- neo4j 4.4
- spark(pyspark) 3.3.1
I have a Cypher that works well on browser, which is to select two nodes (ID 188 & ID 189) and build a new edge (property type='test') for them:
match (n:entity) where id(n)=188 with n
match (m:entity) where id(m)=189 with m, n
create (n)-[r:relation {type:'test'}]->(m)

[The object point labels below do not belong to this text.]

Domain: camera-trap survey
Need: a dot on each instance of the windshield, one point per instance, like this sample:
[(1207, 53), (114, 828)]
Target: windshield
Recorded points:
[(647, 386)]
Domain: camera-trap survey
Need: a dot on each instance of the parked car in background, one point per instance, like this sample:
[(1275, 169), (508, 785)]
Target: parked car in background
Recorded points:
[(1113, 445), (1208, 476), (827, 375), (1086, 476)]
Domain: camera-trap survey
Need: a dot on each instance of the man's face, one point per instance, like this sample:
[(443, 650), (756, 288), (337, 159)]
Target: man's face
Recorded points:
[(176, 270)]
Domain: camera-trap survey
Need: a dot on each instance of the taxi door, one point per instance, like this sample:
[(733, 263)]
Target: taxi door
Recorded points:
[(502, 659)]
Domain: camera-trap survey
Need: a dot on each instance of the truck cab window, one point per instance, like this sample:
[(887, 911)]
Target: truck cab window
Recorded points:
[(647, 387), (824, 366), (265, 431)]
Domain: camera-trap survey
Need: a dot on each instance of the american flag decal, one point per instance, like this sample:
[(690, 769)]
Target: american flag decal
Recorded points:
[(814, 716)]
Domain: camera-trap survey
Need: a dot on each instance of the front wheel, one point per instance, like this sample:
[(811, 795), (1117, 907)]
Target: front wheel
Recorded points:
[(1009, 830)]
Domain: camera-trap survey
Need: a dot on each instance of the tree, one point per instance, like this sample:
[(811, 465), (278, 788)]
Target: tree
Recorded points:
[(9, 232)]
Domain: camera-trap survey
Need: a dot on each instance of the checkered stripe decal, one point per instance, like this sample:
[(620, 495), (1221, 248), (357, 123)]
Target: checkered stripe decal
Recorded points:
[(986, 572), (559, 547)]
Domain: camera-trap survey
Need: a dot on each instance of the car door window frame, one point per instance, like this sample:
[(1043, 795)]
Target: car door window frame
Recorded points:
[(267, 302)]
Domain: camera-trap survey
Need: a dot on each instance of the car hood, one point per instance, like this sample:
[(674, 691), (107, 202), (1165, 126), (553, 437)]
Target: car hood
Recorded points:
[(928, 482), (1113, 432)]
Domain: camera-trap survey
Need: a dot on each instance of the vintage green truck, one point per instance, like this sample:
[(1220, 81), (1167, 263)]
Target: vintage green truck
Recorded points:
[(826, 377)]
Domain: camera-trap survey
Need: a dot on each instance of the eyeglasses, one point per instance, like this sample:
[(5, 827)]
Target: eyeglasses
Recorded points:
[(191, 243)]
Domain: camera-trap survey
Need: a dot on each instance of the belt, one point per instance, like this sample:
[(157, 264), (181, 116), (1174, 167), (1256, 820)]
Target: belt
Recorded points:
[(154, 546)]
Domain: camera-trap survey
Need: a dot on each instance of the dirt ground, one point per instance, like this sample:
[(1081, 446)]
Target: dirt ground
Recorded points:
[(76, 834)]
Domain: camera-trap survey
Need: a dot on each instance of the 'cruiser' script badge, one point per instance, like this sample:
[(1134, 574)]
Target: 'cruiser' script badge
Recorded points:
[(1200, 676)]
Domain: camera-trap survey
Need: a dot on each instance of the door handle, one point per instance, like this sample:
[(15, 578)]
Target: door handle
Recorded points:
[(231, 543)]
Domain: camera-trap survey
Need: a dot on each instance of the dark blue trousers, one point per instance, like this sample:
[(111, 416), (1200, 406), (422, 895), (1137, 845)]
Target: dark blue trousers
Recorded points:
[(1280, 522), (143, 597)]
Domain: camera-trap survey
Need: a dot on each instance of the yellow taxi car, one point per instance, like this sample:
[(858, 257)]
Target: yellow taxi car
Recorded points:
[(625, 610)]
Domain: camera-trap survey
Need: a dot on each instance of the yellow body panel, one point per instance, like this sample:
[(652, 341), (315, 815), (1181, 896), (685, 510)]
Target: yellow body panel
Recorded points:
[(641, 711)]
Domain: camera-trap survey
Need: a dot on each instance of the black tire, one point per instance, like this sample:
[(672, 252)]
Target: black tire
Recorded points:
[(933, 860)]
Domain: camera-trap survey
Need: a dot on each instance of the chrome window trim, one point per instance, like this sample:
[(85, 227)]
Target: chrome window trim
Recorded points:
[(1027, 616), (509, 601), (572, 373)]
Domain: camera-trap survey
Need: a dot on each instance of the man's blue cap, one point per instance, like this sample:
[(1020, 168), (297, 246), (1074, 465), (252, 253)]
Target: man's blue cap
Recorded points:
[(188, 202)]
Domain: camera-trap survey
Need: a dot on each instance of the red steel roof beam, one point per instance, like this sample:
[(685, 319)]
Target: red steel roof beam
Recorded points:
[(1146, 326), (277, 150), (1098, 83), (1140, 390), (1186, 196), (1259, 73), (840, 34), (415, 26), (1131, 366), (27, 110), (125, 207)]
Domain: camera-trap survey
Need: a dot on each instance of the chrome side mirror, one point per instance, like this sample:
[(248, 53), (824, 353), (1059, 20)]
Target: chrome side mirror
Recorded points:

Now I am trying to do the same through pyspark. First I read these two nodes by using option 'query':
from pyspark.sql import *
spark = SparkSession.builder.getOrCreate()
result = spark.read \
.format("org.neo4j.spark.DataSource") \
.option("url", "bolt://localhost:7687") \
.option("query", "match (n:entity) where id(n)=188 with n match (m:entity) where id(m)=189 return m, n") \
.load().toDF('m', 'n')
Get these two nodes as result:
+---------------------+---------------------+
| m| n|
+---------------------+---------------------+
|{189, [entity], G...|{188, [entity], G...|
+---------------------+---------------------+
Then I tried to use m & n to write a new edge through query as well
result.write\
.format("org.neo4j.spark.DataSource")\
.mode("Overwrite")\
.option("url", "bolt://localhost:7687") \
.option("query", "create (n)-[r:relation {type:'test'}]->(m)")\
.save()
Yet I realize this script generates two new nodes rather than using the existing m & n to build the new edge.
How can I pass the parameters m & n from the former reading script into the writing script?